Davvero emblematica, per svariati aspetti, la notizia che Alfonso Gianni ci racconta su il manifesto del 1 marzo: una multinazionale cinese, grazie a processi produttivi automatizzati spinti, produrrà negli Stati Uniti 23 milioni di t-shirt all’anno, una ogni 26 secondi, al prezzo di 33 centesimi di dollaro.

Ma, se indaghiamo bene, ciò avviene sempre più frequentemente in ogni parte del mondo per l’intera gamma dei prodotti di largo consumo.

È l’effetto della quarta o quinta – in realtà permanente – rivoluzione industriale che decuplica la produttività dei macchinari sempre più complessi, intelligenti, evoluti.

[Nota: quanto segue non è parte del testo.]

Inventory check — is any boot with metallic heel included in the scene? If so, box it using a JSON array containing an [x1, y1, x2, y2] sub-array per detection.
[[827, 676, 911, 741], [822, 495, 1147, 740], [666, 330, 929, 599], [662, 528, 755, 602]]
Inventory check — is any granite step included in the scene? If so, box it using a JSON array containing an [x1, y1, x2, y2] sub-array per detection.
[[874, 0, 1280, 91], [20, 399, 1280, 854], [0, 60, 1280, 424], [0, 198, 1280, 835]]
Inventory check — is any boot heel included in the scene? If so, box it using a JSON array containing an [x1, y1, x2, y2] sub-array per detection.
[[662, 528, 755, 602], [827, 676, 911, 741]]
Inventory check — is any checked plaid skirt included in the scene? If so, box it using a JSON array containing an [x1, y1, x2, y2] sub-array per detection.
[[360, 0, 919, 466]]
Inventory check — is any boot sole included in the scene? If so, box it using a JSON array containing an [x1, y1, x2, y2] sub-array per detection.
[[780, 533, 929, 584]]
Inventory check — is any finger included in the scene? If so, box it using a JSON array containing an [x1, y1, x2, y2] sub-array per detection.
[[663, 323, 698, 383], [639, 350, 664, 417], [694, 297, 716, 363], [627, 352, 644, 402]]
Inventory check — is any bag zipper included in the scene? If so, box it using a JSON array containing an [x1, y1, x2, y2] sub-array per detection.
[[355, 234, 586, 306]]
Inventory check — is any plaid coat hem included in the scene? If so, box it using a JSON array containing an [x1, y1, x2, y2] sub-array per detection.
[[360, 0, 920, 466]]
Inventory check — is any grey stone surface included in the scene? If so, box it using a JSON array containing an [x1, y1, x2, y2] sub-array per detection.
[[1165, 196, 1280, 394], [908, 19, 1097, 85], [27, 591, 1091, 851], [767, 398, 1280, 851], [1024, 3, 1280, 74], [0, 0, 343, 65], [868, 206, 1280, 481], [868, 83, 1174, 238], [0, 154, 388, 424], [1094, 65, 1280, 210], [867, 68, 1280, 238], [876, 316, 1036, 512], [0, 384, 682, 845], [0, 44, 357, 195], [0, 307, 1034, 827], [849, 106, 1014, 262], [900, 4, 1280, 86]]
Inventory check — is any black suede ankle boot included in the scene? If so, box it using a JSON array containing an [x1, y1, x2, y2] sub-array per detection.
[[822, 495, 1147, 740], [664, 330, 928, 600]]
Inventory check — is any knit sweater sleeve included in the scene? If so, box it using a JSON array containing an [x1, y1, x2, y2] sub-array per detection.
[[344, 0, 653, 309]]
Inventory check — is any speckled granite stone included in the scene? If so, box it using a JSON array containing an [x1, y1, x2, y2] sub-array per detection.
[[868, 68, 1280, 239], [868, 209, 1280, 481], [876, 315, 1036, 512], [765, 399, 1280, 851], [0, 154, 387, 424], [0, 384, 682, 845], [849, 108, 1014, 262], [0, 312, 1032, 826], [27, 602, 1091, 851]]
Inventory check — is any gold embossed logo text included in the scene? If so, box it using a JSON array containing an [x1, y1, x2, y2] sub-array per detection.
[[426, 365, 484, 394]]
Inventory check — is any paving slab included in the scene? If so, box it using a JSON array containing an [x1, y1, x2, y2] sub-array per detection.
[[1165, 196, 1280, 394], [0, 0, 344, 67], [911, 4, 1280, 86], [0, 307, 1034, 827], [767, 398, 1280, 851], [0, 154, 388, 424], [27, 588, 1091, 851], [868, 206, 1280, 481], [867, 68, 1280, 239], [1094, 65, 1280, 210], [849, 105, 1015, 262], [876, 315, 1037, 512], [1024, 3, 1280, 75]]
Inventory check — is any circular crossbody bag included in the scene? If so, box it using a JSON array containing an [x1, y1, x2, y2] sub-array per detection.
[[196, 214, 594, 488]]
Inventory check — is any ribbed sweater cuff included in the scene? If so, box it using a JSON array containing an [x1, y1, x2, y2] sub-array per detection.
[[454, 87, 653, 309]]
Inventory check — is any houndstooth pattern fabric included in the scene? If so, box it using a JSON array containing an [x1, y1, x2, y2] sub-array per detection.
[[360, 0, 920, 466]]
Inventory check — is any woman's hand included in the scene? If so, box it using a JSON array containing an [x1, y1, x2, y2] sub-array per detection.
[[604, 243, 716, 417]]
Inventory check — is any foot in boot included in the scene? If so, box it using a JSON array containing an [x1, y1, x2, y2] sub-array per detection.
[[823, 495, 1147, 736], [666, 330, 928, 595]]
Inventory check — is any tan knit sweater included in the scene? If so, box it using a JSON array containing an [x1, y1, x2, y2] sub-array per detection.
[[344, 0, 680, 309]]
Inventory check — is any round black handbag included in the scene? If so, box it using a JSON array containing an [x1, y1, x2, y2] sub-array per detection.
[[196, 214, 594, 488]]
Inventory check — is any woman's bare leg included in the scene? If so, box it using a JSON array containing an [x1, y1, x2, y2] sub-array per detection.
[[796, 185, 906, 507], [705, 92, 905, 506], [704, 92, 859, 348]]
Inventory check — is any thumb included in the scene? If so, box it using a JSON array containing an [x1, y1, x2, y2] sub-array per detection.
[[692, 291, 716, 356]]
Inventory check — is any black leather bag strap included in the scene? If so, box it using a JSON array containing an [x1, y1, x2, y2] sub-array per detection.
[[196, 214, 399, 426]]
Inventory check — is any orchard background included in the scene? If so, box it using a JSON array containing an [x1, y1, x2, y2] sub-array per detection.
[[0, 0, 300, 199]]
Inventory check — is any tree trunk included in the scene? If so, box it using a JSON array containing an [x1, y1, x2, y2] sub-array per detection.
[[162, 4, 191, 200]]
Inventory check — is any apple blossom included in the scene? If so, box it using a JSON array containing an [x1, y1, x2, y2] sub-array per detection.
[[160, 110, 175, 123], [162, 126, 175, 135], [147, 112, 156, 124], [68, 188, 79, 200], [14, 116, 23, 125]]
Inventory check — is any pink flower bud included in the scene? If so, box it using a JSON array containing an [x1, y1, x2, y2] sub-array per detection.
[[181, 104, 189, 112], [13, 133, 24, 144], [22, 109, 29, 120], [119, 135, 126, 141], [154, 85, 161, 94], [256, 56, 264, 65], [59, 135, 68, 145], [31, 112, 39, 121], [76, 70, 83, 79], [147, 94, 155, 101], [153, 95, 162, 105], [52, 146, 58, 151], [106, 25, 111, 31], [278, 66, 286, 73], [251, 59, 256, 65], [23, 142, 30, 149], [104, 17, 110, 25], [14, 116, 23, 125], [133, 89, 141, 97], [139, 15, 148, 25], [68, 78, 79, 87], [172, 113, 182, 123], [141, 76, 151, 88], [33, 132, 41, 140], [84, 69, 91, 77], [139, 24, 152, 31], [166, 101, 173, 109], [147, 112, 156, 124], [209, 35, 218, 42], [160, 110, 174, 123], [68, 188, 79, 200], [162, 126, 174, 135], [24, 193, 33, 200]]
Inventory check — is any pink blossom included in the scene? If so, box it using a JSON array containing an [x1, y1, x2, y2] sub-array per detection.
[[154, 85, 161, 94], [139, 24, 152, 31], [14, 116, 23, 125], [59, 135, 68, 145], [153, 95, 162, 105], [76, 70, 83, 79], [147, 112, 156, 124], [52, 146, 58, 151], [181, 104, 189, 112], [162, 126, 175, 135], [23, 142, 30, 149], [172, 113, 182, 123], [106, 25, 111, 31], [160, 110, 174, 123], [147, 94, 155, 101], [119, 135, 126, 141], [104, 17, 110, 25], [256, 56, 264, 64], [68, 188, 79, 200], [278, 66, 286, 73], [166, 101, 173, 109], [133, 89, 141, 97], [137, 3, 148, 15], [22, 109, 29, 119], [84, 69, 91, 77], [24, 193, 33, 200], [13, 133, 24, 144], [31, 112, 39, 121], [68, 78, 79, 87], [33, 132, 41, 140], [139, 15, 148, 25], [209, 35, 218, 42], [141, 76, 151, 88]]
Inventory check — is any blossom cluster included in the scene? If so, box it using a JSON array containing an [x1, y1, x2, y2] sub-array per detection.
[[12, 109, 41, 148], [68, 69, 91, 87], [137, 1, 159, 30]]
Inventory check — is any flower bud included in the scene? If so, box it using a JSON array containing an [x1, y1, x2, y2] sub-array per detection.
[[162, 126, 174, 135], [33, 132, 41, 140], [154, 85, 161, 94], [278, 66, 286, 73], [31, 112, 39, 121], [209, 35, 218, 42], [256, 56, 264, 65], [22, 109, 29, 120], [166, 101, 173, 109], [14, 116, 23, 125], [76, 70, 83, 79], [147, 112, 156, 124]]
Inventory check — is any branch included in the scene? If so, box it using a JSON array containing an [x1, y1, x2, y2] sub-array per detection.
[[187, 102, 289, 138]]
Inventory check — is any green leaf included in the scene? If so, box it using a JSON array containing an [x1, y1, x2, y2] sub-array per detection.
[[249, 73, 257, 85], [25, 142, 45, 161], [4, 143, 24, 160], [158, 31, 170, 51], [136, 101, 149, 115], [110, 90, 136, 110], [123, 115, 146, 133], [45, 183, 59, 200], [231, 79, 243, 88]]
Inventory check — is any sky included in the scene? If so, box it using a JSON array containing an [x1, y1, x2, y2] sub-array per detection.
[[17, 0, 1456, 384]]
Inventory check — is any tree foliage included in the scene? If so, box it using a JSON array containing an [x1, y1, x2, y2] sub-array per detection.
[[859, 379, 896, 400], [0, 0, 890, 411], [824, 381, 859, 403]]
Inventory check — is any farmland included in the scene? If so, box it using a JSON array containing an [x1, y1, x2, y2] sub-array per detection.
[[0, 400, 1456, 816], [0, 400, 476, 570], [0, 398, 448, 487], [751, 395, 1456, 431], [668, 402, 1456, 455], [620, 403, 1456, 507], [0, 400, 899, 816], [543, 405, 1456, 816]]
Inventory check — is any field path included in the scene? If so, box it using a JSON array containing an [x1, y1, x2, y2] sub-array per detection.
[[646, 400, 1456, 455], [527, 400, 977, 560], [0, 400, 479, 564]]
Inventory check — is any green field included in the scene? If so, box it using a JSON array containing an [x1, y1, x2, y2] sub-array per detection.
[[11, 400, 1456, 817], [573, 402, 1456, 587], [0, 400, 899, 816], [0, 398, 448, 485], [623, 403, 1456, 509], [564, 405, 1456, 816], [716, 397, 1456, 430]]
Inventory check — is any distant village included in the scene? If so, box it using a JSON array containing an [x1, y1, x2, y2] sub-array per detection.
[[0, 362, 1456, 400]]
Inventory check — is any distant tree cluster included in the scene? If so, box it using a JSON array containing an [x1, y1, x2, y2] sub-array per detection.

Potremmo esserne contenti: chi non vorrebbe lasciare ai fantomatici robot i lavori più gravosi e ripetitivi e trovare al supermercato prodotti sempre più economici? Dove stanno i problemi, allora? Proviamo a segnalarne qualcuno.

Quelle t-shirt, quelle scarpe pressofuse, quegli schermi piatti a stampo, quei giocattoli tecnologici, quegli innumerevoli oggetti a (relativo) basso costo di cui ci contorniamo e che ci fanno sentire così simili ai nostri simili, hanno bisogno di essere «assorbiti» nei mercati in grandi quantità.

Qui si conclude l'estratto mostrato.